Türkeibashing – ein trauriger Höhepunkt

“Die antitürkische Stimmung hat in Teilen Europas einen traurigen Höhepunkt erreicht, wie ich sie niemals für möglich gehalten hätte. Sie ist irrational, oft feindlich, wenn nicht sogar hasserfüllt”, so Mustafa Yeneroğlu (AK Partei), Vorsitzender des Menschenrechtsausschusses der Großen Nationalversammlung der Türkei. Yeneroğlu weiter:

“Nachdem schon die mediale Aufarbeitung des niedergeschlagenen Putschversuches in der Türkei ein schlechtes Licht auf das Demokratieverständnis insbesondere von Meinungsmachern wirft, markieren nun Aussagen politisch Verantwortlicher einen neuen Tiefpunkt für die ohnehin angespannten türkisch-europäischen Beziehungen.

Ohne Übertreibung kann man die derzeitige Stimmungslage in puncto Türkei als irrational, oft feindlich, wenn nicht sogar hasserfüllt bezeichnen. Im atemberaubenden Tempo hat man dabei den blutigen Umsturzversuch abgehakt und ist zu dem üblichen Türkei- und Erdoğanbashing zurückgekehrt.
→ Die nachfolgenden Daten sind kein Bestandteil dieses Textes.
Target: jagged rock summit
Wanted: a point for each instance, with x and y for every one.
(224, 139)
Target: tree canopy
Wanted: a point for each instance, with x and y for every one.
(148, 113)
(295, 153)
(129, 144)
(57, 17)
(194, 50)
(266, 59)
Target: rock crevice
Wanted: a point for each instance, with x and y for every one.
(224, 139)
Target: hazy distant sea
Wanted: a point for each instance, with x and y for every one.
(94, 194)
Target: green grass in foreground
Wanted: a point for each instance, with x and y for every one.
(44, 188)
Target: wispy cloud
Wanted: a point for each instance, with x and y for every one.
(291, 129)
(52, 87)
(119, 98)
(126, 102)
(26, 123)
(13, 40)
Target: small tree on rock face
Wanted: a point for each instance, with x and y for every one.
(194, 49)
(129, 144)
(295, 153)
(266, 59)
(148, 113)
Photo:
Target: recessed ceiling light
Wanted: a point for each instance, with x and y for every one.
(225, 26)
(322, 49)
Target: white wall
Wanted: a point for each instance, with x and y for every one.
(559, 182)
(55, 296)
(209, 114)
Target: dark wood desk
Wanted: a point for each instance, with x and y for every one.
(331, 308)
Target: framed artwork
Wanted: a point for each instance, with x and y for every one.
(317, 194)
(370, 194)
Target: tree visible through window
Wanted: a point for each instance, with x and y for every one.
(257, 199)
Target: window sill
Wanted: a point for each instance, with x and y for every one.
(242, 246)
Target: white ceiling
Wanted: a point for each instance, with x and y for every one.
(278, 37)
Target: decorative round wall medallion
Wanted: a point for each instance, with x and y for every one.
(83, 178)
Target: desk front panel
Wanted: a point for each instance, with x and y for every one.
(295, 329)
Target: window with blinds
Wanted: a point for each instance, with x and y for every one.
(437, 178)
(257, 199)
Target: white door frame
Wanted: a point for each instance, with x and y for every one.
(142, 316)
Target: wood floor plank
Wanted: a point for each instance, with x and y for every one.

Es ist enttäuschend, dass man dabei der europäischen Öffentlichkeit die bewegende Wahrheit und auch Dramatik über den Widerstand der türkischen Bevölkerung und ihrer gewählten Repräsentanten vorenthält. Selbst Tabubrüche wie die ansonsten zu Recht verpönten Analogien zum mörderischen Naziregime oder totalitären Diktatur in Nordkorea werden derzeit in Kauf genommen, um im Bezug auf den gewählten Staatpräsidenten Erdogan und die türkische Regierung eine drastische Gefahr zu beschwören, die objektiv in der Wahrnehmung der türkischen Bevölkerung schlicht und einfach nicht existent ist.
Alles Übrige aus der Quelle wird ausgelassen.